Exelixis discovered cobimetinib internally and advanced the compound to investigational new drug (“IND”) status. In late 2006, Exelixis entered into the Agreement, under which Exelixis received initial upfront and milestone payments for signing the Agreement and submitting the IND. Exelixis was responsible for development of cobimetinib through the end of phase 1, at which point Genentech exercised its option to take responsibility for further development of the compound.

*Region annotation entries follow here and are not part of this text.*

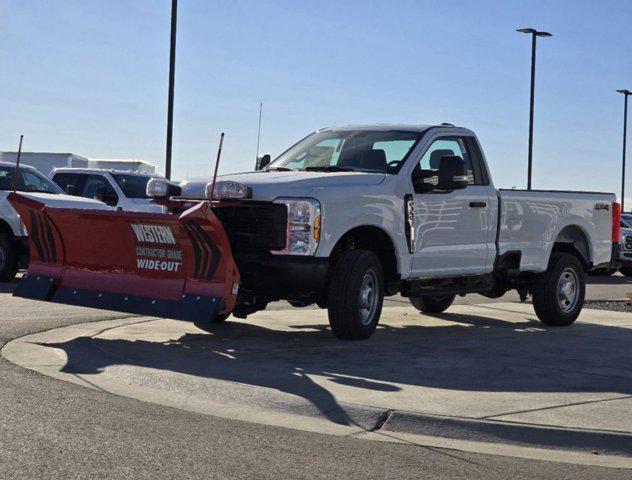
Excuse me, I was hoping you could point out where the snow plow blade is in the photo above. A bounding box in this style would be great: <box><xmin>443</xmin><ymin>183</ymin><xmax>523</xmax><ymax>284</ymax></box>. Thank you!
<box><xmin>8</xmin><ymin>193</ymin><xmax>239</xmax><ymax>322</ymax></box>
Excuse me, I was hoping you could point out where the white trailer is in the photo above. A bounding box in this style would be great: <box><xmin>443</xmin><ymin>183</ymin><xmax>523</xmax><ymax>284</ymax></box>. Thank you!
<box><xmin>0</xmin><ymin>152</ymin><xmax>88</xmax><ymax>176</ymax></box>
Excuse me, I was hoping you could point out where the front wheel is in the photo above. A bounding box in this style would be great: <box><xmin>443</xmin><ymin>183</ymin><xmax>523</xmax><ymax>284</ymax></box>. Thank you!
<box><xmin>409</xmin><ymin>295</ymin><xmax>455</xmax><ymax>313</ymax></box>
<box><xmin>532</xmin><ymin>253</ymin><xmax>586</xmax><ymax>327</ymax></box>
<box><xmin>327</xmin><ymin>250</ymin><xmax>384</xmax><ymax>340</ymax></box>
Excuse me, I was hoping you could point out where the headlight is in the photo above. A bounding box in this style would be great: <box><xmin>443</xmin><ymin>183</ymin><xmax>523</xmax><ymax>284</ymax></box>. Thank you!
<box><xmin>272</xmin><ymin>198</ymin><xmax>321</xmax><ymax>255</ymax></box>
<box><xmin>206</xmin><ymin>180</ymin><xmax>250</xmax><ymax>200</ymax></box>
<box><xmin>146</xmin><ymin>178</ymin><xmax>182</xmax><ymax>198</ymax></box>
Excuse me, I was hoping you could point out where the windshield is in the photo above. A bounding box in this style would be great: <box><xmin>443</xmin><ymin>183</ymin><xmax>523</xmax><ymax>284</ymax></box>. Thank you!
<box><xmin>266</xmin><ymin>130</ymin><xmax>421</xmax><ymax>173</ymax></box>
<box><xmin>0</xmin><ymin>166</ymin><xmax>64</xmax><ymax>193</ymax></box>
<box><xmin>112</xmin><ymin>173</ymin><xmax>153</xmax><ymax>198</ymax></box>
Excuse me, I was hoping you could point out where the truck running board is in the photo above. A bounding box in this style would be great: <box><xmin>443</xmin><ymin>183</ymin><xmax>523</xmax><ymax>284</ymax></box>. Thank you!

Under the terms of the Agreement, Exelixis is entitled to an initial equal share of U.S. profits and losses for cobimetinib, which will decrease as sales increase, and will share equally in the U.S. marketing and commercialization costs. The profit share has multiple tiers: Exelixis is entitled to 50% of profits from the first $200 million of U.S. actual sales, decreasing to 30% of profits from U.S. actual sales in excess of $400 million. Exelixis is entitled to low double-digit royalties on ex-U.S. net sales. In November 2013, Exelixis exercised an option that will permit it to provide up to 25% of the total sales force for cobimetinib in the United States, if the compound is commercialized, consistent with the Agreement’s terms.

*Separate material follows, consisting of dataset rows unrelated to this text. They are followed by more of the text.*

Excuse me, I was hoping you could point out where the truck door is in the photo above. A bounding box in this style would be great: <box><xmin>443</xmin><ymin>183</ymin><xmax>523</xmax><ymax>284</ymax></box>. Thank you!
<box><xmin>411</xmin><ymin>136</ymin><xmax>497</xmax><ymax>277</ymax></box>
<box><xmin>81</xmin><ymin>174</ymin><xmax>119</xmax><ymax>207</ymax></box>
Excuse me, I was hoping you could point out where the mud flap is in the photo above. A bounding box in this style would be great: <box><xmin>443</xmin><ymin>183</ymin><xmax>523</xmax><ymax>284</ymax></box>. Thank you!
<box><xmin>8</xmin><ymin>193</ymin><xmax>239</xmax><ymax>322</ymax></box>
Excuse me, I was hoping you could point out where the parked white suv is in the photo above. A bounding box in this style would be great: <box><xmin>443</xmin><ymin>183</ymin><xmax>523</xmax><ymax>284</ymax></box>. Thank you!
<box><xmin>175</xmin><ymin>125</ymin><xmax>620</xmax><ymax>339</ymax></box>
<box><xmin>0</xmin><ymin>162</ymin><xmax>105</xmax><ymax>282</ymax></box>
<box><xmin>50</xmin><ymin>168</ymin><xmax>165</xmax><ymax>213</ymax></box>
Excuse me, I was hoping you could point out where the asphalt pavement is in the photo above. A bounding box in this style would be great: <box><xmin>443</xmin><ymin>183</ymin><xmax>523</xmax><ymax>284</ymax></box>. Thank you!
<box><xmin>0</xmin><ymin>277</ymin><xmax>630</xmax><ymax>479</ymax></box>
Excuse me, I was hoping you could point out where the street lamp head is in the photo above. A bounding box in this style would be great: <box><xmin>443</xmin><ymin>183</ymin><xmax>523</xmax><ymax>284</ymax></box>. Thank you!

Forward-Looking Statements

The statements in this Current Report on Form 8-K regarding future coBRIM data presentations; future regulatory filings for cobimetinib and potential approvals; the extent of Exelixis’ future U.S. co-promotion efforts for cobimetinib with Genentech; the plan of Genentech and Exelixis to share U.S. profits and losses for cobimetinib and U.S. marketing and commercialization costs for cobimetinib; and Exelixis’ potential receipt of royalties on net sales of cobimetinib products outside the United States are forward-looking statements. These forward-looking statements are based upon Exelixis’ current plans, assumptions, beliefs and expectations. Forward-looking statements involve risks and uncertainties. Exelixis’ actual results and the timing of events could differ materially from those anticipated in such forward-looking statements as a result of these risks and uncertainties, which include, without limitation: risks related to the potential failure of cobimetinib to demonstrate safety and efficacy in clinical testing; the availability of data at the expected times; the clinical, therapeutic and commercial value of cobimetinib; Exelixis’ dependence on its relationship with Roche and Genentech and Exelixis’ ability to maintain its rights under the collaboration; the uncertainty of regulatory approval processes; the sufficiency of Exelixis’ capital and other resources; market competition; and changes in economic and business conditions. These and other risk factors are discussed under “Risk Factors” and elsewhere in Exelixis’ quarterly report on Form 10-Q for the three months ended March 28, 2014, filed with the Securities and Exchange Commission on May 1, 2014, and Exelixis’ other filings with the Securities and Exchange Commission. Exelixis expressly disclaims any duty, obligation or undertaking to release publicly any updates or revisions to any forward-looking statements contained herein to reflect any change in Exelixis’ expectations with regard thereto or any change in events, conditions or circumstances on which any such statements are based.

SIGNATURES

Pursuant to the requirements of the Securities Exchange Act of 1934, the registrant has duly caused this report to be signed on its behalf by the undersigned hereunto duly authorized.